The consultation reveals that people feel a strong sense of unease about some of the changes shaping British society. There is a perception that people no longer share a set of common values and that the ‘moral compass’ has been lost.
A major theme that emerged from the consultation was a decline of community and weakened local neighbourhoods. Participants felt that neighbours no longer know or look out for one another, which left people feeling isolated, lonely and fearful, particularly the elderly and those who live alone. People also spoke of a decline of community in a more abstract sense, in terms of a lack of public spiritedness or social responsibility.
There was a strong sense that this decline of community has corresponded to a rise in individualism. Participants suggested that people increasingly look after their own individual or family interests without considering the needs of society or the community.

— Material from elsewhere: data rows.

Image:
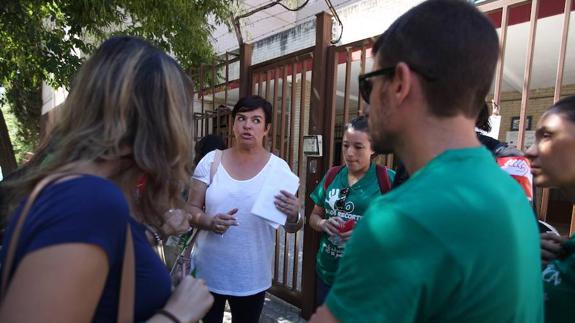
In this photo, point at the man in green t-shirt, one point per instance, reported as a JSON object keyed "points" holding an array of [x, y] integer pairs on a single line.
{"points": [[458, 242], [357, 200]]}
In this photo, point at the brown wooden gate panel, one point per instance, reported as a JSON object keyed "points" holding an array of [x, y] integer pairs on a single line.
{"points": [[286, 83]]}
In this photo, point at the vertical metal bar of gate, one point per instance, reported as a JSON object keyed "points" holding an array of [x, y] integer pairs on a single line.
{"points": [[347, 91], [559, 82], [283, 114], [527, 75], [301, 120], [268, 78], [275, 108], [291, 163], [360, 102], [201, 123], [501, 61], [214, 109], [291, 145], [260, 89]]}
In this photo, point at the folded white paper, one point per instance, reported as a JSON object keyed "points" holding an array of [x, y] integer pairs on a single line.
{"points": [[264, 207]]}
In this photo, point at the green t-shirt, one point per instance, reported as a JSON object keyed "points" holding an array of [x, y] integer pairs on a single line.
{"points": [[358, 199], [559, 286], [457, 242]]}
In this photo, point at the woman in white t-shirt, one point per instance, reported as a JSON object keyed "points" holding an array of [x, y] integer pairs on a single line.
{"points": [[234, 254]]}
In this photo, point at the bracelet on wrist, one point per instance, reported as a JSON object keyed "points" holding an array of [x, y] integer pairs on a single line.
{"points": [[169, 315]]}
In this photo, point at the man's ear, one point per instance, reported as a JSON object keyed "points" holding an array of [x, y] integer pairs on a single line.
{"points": [[402, 82]]}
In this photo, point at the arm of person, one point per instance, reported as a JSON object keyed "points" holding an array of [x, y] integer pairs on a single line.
{"points": [[218, 223], [77, 271], [189, 302], [196, 200]]}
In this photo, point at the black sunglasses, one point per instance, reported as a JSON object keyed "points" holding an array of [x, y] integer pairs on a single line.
{"points": [[342, 197], [365, 84]]}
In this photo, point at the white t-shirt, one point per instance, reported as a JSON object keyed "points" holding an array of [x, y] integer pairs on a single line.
{"points": [[239, 262]]}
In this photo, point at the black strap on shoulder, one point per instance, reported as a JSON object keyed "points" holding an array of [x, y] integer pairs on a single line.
{"points": [[330, 176]]}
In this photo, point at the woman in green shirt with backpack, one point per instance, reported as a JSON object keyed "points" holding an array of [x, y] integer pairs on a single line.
{"points": [[342, 197]]}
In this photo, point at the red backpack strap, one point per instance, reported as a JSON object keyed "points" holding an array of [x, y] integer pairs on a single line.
{"points": [[383, 179], [330, 176]]}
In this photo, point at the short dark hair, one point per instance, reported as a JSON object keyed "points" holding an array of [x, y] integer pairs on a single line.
{"points": [[449, 42], [482, 121], [358, 123], [564, 107], [253, 102]]}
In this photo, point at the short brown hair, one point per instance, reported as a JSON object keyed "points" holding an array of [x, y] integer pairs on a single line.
{"points": [[453, 45]]}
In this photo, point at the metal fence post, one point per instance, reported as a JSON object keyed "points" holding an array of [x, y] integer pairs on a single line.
{"points": [[315, 167]]}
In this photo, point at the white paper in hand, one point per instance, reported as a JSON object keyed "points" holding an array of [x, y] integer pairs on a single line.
{"points": [[264, 207]]}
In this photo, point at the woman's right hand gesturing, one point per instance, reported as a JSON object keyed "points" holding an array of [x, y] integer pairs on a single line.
{"points": [[219, 223], [331, 225], [189, 302]]}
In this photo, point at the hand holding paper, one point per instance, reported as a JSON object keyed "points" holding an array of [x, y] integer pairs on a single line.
{"points": [[288, 204], [266, 203]]}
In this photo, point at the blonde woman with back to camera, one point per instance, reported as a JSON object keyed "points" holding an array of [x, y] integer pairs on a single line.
{"points": [[128, 115]]}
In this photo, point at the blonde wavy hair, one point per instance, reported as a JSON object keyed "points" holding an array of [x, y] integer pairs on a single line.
{"points": [[129, 94]]}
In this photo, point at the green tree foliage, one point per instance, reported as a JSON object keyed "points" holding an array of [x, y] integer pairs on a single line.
{"points": [[48, 40]]}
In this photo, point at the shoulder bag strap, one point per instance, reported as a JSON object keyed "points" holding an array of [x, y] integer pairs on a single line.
{"points": [[128, 282], [330, 176], [215, 164]]}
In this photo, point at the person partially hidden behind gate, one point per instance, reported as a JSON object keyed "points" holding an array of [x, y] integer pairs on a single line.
{"points": [[342, 197], [427, 250]]}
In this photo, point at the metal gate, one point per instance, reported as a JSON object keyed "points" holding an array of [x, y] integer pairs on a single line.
{"points": [[286, 83]]}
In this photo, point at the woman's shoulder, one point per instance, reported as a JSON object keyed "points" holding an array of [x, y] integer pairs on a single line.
{"points": [[98, 199], [278, 161]]}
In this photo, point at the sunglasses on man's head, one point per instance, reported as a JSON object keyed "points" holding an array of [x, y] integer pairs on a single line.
{"points": [[340, 202], [366, 85]]}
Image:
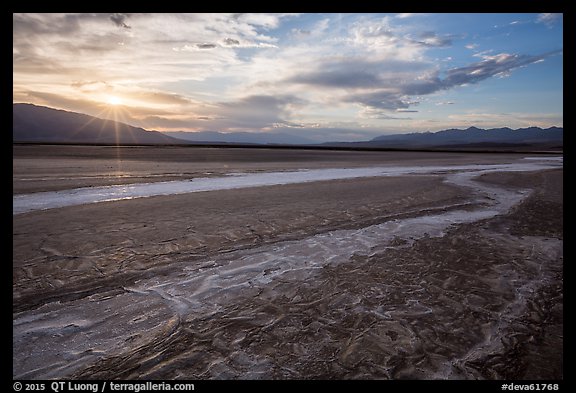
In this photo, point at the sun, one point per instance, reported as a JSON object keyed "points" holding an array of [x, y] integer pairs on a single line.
{"points": [[114, 100]]}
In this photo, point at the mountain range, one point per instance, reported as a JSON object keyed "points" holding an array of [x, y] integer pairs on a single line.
{"points": [[32, 123]]}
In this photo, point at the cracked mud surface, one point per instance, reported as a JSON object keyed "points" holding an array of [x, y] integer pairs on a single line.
{"points": [[294, 282]]}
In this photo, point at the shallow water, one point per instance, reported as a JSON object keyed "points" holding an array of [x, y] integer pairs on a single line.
{"points": [[24, 203]]}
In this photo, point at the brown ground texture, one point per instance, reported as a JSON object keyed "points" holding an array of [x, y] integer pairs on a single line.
{"points": [[484, 301]]}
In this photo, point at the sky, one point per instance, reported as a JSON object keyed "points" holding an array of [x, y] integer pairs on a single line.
{"points": [[324, 77]]}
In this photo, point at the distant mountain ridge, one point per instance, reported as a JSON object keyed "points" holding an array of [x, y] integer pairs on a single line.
{"points": [[473, 136], [240, 137], [33, 123]]}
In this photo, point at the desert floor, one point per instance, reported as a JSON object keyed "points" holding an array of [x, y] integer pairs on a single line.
{"points": [[346, 279]]}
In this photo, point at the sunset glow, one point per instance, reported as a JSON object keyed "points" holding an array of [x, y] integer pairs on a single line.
{"points": [[325, 77]]}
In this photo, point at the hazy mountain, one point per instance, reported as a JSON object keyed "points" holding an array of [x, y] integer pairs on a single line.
{"points": [[240, 137], [473, 136], [32, 123]]}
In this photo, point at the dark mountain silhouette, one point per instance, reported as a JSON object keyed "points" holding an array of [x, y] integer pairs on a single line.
{"points": [[473, 137], [32, 123]]}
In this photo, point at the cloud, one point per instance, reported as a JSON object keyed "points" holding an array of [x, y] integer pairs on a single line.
{"points": [[120, 20], [491, 66], [356, 72], [206, 46], [549, 19], [231, 42], [394, 95], [431, 39]]}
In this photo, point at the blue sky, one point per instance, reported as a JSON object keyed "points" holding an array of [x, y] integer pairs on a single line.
{"points": [[325, 77]]}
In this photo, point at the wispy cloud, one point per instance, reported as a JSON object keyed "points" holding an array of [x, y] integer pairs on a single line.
{"points": [[251, 72], [549, 19]]}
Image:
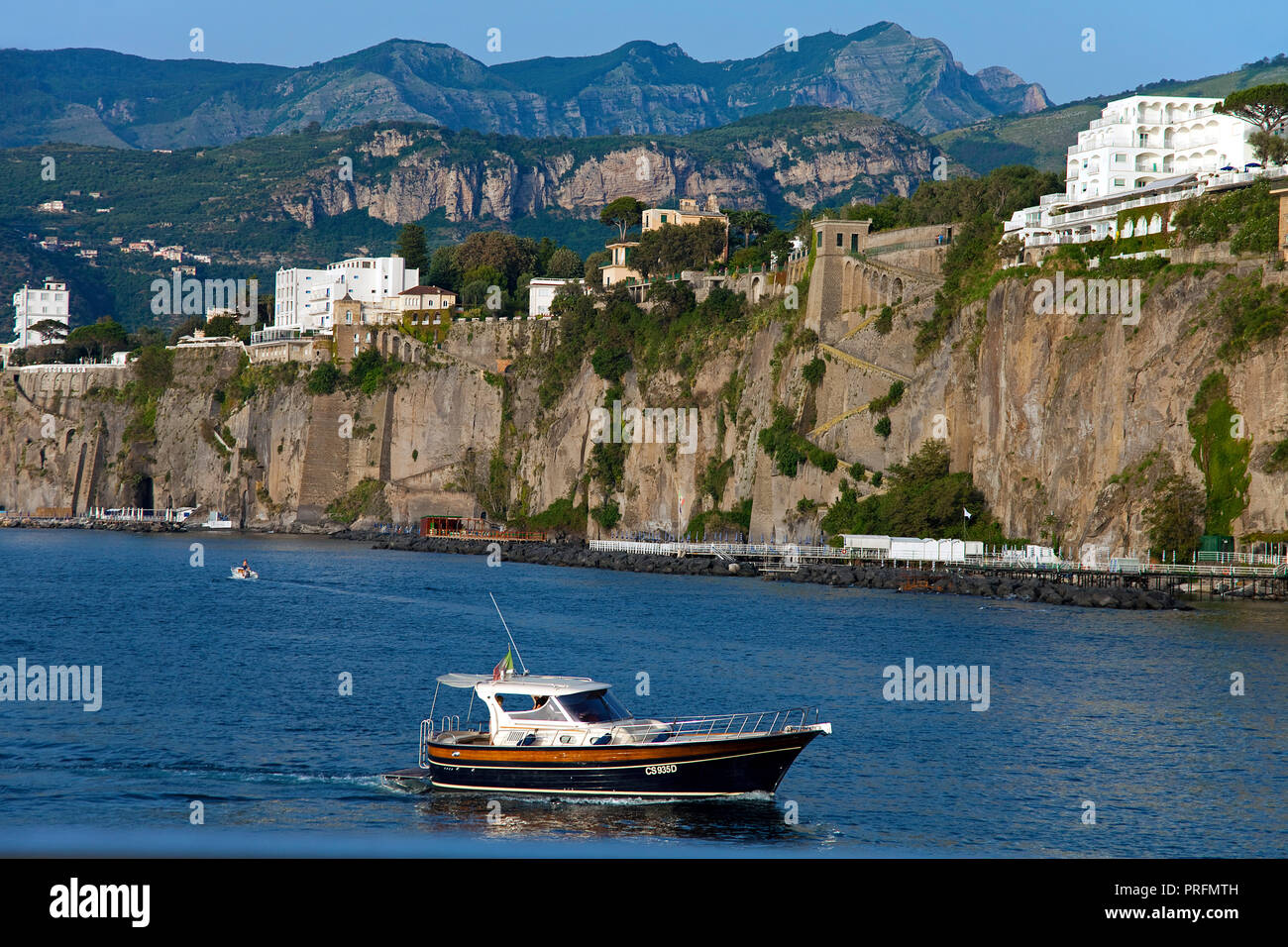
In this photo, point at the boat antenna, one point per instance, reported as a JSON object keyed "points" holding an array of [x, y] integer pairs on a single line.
{"points": [[507, 633]]}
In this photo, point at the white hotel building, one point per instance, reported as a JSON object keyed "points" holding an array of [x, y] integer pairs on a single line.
{"points": [[303, 296], [31, 305], [1142, 154]]}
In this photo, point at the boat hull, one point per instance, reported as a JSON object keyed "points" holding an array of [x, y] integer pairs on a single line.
{"points": [[682, 770]]}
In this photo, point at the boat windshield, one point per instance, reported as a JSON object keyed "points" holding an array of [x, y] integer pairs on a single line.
{"points": [[593, 706]]}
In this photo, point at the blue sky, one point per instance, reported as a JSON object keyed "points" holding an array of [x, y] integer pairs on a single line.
{"points": [[1134, 43]]}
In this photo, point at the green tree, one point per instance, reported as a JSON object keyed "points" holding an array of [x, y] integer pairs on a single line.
{"points": [[673, 248], [750, 223], [445, 270], [565, 264], [625, 214], [51, 329], [1269, 147], [1220, 453], [505, 253], [1263, 106], [592, 263], [323, 379], [97, 341], [413, 248], [812, 371]]}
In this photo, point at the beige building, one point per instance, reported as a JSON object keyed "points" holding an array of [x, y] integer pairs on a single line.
{"points": [[1282, 193], [687, 215], [419, 298], [618, 268]]}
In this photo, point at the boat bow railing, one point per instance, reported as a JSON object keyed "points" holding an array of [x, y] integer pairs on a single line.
{"points": [[758, 722]]}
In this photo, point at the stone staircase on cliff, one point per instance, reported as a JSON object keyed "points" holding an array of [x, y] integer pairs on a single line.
{"points": [[326, 458], [855, 363]]}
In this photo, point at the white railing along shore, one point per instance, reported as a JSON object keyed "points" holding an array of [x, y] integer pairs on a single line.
{"points": [[1249, 566]]}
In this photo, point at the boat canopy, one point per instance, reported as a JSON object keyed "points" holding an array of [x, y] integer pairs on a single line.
{"points": [[524, 684]]}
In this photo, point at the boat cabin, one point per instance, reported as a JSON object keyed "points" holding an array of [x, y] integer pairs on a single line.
{"points": [[531, 710]]}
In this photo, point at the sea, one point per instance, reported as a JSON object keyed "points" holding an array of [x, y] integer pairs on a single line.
{"points": [[257, 716]]}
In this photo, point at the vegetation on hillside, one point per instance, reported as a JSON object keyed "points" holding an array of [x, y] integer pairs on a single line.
{"points": [[1220, 451], [368, 499], [921, 499]]}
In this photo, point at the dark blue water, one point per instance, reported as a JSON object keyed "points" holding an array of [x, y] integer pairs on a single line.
{"points": [[228, 693]]}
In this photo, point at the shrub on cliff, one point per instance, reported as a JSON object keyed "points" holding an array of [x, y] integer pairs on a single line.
{"points": [[323, 379], [1249, 213], [923, 499], [1175, 515], [1220, 451], [608, 514], [368, 499], [562, 515]]}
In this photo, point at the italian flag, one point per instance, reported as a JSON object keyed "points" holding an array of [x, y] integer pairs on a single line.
{"points": [[505, 667]]}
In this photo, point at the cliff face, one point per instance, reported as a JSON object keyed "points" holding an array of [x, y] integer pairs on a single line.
{"points": [[1047, 412], [805, 158]]}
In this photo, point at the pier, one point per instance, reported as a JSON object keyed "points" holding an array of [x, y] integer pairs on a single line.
{"points": [[1231, 577]]}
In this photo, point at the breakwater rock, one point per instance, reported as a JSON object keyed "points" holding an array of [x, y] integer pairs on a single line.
{"points": [[123, 526], [951, 582]]}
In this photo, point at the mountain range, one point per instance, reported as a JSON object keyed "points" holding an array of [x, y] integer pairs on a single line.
{"points": [[282, 200], [99, 97]]}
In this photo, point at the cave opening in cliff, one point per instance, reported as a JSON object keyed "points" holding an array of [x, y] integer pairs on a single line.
{"points": [[143, 493]]}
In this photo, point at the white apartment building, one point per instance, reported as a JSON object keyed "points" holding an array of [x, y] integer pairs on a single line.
{"points": [[1145, 155], [1145, 138], [52, 302], [541, 294], [303, 298]]}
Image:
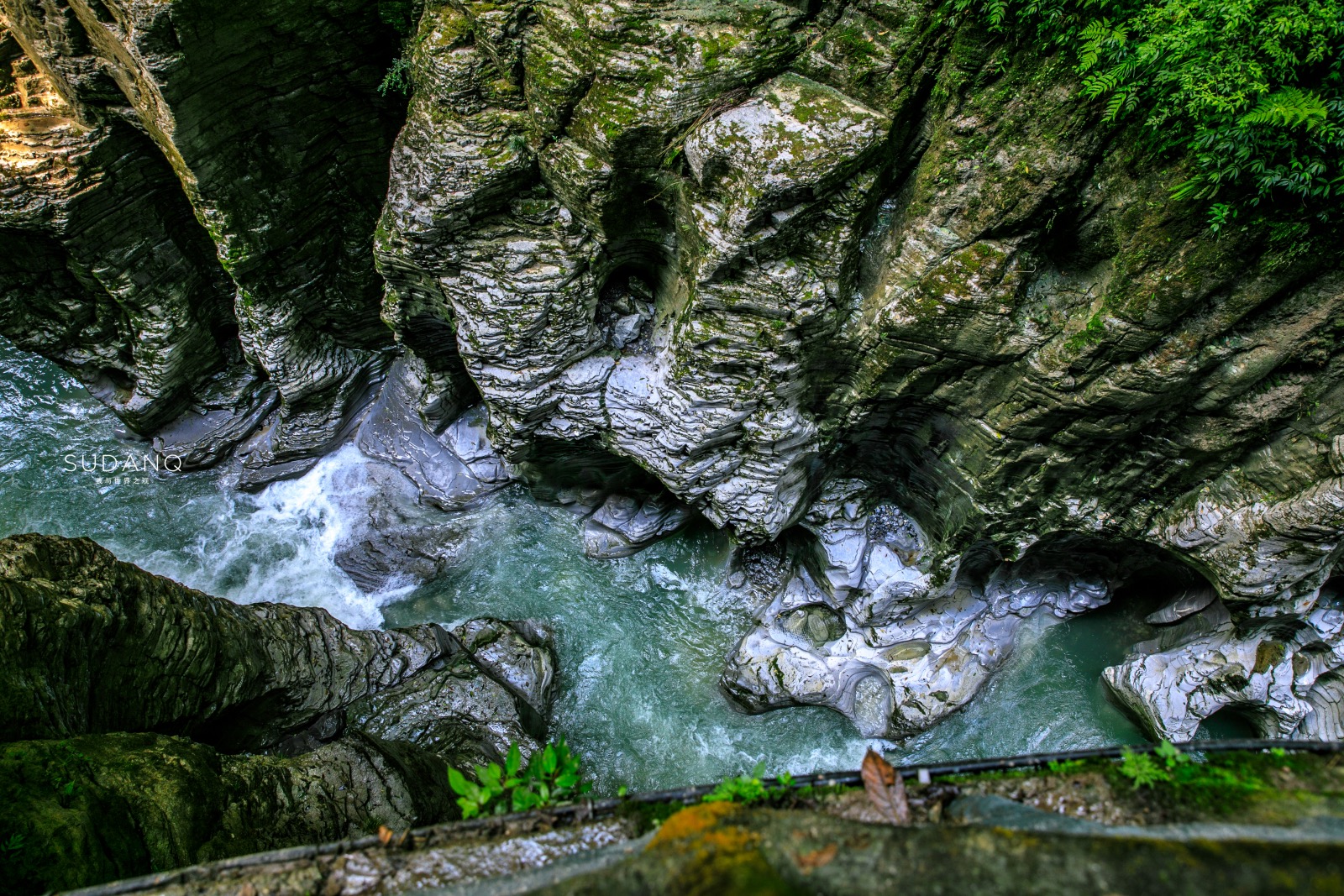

A common theme was that values and aspirations rooted in communities and relationships have been eclipsed by an excessive desire for consumer goods. Greed emerged as a key issue, seemingly a symptom of society valuing things in terms of money or material worth.
People believed that government and the media are largely responsible for social evils. The government were seen to be out of touch with the real issues people face and to be ineffective at tackling social problems. The media was criticised for fuelling negative and damaging attitudes and behaviours.